«Счастье – это когда тебя понимают…»
Глупая злоба дня,
суд человеческий...
Кто б перевёл меня
на древнегреческий,
стёртые письмена,
поздние выписки...
На арамейский, на
древнеегипетский.
Тропический остров Сент-Люсия. Бар на пляже. Воркуем. Официантка, с ленивым любопытством: «На каком языке вы разговариваете?» «На древнегреческом», – не задумываясь, отвечает Стив. Официантку это ничуть не удивляет. Она никогда не слышала русского. До нас на острове за всю историю его существования по-русски говорили всего двое – Иосиф Бродский и олигарх, залетевший сюда на собственном самолёте. Бродский был тут не раз – гостил у друга Дерека Уолкотта. Олигарх пробыл пять минут – приземлился, узнал, что за визу надо платить 50 долларов, возмутился, поскандалил и улетел.
А я сама судьбу пряду,
и не нужны помощницы.
У парки в аэропорту
конфисковали ножницы.
Упала спелая слеза,
и задрожали плечики,
но таможенник ни аза
не знал по-древнегречески.
На древнегреческом не объяснишься.
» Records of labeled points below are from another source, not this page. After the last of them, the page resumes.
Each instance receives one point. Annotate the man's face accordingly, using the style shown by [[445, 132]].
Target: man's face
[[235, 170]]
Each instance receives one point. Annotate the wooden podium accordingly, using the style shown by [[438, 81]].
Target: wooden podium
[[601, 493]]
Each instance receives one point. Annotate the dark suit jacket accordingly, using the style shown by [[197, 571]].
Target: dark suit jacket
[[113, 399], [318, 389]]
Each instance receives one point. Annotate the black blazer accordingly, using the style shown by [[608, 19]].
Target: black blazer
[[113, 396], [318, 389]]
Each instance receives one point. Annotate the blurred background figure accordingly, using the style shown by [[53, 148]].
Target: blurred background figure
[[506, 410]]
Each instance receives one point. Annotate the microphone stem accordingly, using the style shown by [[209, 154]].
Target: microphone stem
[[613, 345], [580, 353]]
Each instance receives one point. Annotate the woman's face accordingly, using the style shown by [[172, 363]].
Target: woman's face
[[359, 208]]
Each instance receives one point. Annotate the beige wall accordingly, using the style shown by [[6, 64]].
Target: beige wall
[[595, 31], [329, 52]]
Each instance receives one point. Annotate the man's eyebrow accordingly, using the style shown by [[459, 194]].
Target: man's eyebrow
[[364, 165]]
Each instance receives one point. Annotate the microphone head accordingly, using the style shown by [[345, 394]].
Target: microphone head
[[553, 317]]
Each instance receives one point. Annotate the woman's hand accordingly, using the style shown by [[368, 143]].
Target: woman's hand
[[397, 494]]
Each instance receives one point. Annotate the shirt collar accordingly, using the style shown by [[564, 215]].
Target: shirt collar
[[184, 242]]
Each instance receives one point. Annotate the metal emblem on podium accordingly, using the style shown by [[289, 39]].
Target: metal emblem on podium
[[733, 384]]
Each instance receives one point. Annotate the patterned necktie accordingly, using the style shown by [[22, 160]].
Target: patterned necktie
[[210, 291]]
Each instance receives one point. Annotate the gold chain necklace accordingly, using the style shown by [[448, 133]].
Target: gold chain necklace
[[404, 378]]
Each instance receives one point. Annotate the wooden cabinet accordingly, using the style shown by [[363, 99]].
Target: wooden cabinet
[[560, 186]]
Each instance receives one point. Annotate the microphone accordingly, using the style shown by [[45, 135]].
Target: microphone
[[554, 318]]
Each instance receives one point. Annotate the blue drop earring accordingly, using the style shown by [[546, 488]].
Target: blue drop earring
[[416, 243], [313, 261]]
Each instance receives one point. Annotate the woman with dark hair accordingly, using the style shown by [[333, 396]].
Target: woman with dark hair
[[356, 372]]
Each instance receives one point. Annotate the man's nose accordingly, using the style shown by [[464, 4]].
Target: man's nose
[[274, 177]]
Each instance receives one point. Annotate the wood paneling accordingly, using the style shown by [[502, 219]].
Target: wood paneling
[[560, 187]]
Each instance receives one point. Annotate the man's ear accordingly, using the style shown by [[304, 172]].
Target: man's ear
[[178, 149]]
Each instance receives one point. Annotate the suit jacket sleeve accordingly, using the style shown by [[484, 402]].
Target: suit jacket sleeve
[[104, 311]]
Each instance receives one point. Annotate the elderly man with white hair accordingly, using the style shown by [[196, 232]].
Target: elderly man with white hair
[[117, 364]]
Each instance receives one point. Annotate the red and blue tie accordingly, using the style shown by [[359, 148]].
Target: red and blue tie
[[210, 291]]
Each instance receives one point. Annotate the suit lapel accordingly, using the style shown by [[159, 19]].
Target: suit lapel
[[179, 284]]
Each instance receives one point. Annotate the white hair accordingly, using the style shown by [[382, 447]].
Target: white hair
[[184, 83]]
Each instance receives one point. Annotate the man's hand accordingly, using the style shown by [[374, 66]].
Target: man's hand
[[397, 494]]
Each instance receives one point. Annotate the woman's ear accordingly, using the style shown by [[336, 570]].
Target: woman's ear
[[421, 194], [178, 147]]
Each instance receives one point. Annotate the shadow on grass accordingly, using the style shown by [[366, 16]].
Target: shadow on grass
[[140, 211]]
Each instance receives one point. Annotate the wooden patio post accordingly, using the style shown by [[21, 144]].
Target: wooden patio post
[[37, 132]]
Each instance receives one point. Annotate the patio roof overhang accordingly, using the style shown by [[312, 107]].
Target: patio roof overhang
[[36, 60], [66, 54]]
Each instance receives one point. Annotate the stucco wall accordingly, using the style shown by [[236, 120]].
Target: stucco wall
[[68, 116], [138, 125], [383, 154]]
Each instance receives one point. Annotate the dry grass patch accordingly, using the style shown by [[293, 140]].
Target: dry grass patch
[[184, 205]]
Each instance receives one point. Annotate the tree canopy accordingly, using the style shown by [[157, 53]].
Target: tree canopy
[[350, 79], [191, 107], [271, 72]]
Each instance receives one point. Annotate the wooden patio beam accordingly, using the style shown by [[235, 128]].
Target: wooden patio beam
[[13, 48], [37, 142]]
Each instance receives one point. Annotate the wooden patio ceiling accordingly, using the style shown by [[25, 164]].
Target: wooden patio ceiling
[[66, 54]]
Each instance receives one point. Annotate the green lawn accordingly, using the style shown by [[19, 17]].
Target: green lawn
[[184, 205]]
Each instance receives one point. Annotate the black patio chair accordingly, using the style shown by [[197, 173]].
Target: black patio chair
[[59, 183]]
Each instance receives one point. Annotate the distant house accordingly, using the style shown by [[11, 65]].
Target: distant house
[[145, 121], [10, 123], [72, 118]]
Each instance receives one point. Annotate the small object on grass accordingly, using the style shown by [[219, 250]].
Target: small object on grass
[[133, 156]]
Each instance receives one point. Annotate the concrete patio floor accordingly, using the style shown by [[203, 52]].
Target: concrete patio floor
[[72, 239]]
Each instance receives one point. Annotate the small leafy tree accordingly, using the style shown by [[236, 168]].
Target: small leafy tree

Как же быть? Я учила в школе и в институте французский. Получила свою пятёрку, прочитала в оригинале «Маленького принца» и несколько страниц Пруста, но не чаяла применить свои знания на практике. Думала, что повторю судьбу моей бабушки, которая прожила сто лет, но так и не побывала за границей. Однако в возрасте сорока лет я оказалась в Париже и стала копаться в памяти в поисках подходящих французских слов. И смогла вспомнить только одну фразу из школьного учебника: «Ан кель сезон сом ну?» «Какое у нас сейчас время года?» Кому задать этот вопрос? И зачем? Но я нашлась. Осень выдалась на редкость жаркой, на международной литературной тусовке все были одеты по-летнему, и я воскликнула: «Ан кель сезон сом ну?» Все заулыбались. А я возликовала! Счастье, как знают все говорящие по-древнегречески, – это когда тебя понимают.
Воспитанные иностранцы при малейшей возможности спешат поделиться своими познаниями в русском языке. Все как один, чокаясь, говорят «на здоровье» (кто научил весь мир, абсолютно весь, этому нелепейшему обороту?). Мне приятно вспоминать итальянца на том же пляже той же Сент-Люсии, умевшего сказать по-русски всего одну фразу: «До свидания, лето!», и темнокожего «белого воротничка» на улице Женевы, который, услышав нашу русскую болтовню, приветливо крикнул нам вслед: «Карандаш!»
В Сиэтле или в Питере,
В Москве или в Торонто
родная речь спасительней
подушки кислородной:
трындеть на русском
письменном,
писать на русском устном,
вздыхать на русском песенном
и петь на русском-русском.
Официантка Оля в итальянском городке Больцано, подавая Коле яйцо всмятку: «Когда я слышу русскую речь, моя душа танцует!» А моя – поёт. Потому что, стоит мне оказаться в гостях у эмигрантов, я из-за стола очень скоро перебираюсь за пианино (у русских эмигрантов всегда есть дома пианино, а то и рояль), и мы поём. Долго. Вдохновенно. Две-три дюжины песен. Которые знают все. Вы тоже их знаете, я уверена. А слова телефон подскажет.
Он же поможет понять иноязычных. Купили сыр в дьюти-фри. На нём – этикетка: ewe’s milk. А кто это? Спросили гугл-транслейт. Овца. А как произносится? Так же, как evil? Написали: evil ewe. «Злой овец», – с готовностью перевёл телефон. И я вспомнила, как пятилетняя Наташа спросила меня: «Как зовут мужа овцы? Овец?» И подумала, что мой телефон – ребёнок, который учится говорить. Способный ребёнок. Который очень скоро научится говорить лучше меня. И вавилонская башня из телефонов достанет до неба. И мы, все-все-все, друг друга поймём.